Identitas adalah satu diantara sekian banyak fundamen kemanusiaan yang acapkali menimbulkan konflik. Identitas menjadi isu sentral tiap kali muncul konflik atas dasar ras dan etnis. Para pakar mengatakan bahwa “konflik secara mendasar berbeda dengan konflik kepentingan, karena suatu kepentingan sekalipun dapat didiskusikan, sementara kebutuhan identitas tidak demikian.” Konflik berdasarkan identitas makin mengemuka sejak abad ke-19. Lahirnya kesadaran hak asasi dan glibalisasi memperluas perhatian terhadap konflik.

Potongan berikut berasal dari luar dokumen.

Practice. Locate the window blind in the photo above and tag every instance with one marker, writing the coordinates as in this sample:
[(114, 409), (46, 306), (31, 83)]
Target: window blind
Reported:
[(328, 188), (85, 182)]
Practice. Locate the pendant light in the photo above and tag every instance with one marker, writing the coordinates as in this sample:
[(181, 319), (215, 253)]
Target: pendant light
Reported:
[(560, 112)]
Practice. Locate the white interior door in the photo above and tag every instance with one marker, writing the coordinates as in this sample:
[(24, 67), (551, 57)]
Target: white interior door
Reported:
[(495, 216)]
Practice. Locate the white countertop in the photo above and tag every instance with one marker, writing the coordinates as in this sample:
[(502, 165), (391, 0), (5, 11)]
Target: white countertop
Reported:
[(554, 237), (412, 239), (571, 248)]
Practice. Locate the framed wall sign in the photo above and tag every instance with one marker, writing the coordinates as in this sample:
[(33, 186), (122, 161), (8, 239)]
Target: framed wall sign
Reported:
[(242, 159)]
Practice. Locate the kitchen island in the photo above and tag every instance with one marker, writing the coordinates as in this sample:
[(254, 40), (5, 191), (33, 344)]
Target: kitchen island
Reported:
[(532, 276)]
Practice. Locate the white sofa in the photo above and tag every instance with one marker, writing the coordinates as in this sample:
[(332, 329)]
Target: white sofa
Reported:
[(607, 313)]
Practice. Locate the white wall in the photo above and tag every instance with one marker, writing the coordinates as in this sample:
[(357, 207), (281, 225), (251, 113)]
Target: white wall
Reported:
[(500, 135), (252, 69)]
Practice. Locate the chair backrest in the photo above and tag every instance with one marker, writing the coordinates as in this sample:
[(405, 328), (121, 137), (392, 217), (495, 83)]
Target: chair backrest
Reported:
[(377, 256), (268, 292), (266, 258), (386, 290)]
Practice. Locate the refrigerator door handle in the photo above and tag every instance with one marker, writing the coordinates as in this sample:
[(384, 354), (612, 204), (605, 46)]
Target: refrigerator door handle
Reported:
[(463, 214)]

Akan tetapi sisi yang paling penting adalah konflik yang muncul dalam situasi pasca colonial ketika tiada suatu kekuasaan berwibawa yang mampu menciptakan keamanan dan ketertiban. Ketika suatu masyarakat menggapai kemerdekaan, munculnya keterbelahan mengenai apa yang mesti dirumuskan sebagai aturan dasar suatu negara. Kebanyakan konflik yang lahir di negara semacam ini berdasarkan etnisitas dan agama dibandingkan karena pertentangan kelas. Konflik-konflik seperti ini muncul dalam masyarakat yang terbelah sebagaimana terjadi di Sri Lanka, Bosnia, dan Rwanda.
Akan tetapi tidak ada satu negarapun yang menghadapi konflik identitas menyangkut agama dan etnisitas berdarah-berdarah dan dalam waktu lama seperti yang terjadi di Sri Lanka. Negara ini dulu merupakan bekas koloni Inggris dan memperoleh kemerdekaan tahun 1948. Hampir 74% penduduk menganut agama Hindu. Sejak kemerdekaan, negara ini menghadapi konflik etnis internal yang terjadi antara mayoritas Sinhala dan minoritas Tamil (Zwier, 1998: 13-14).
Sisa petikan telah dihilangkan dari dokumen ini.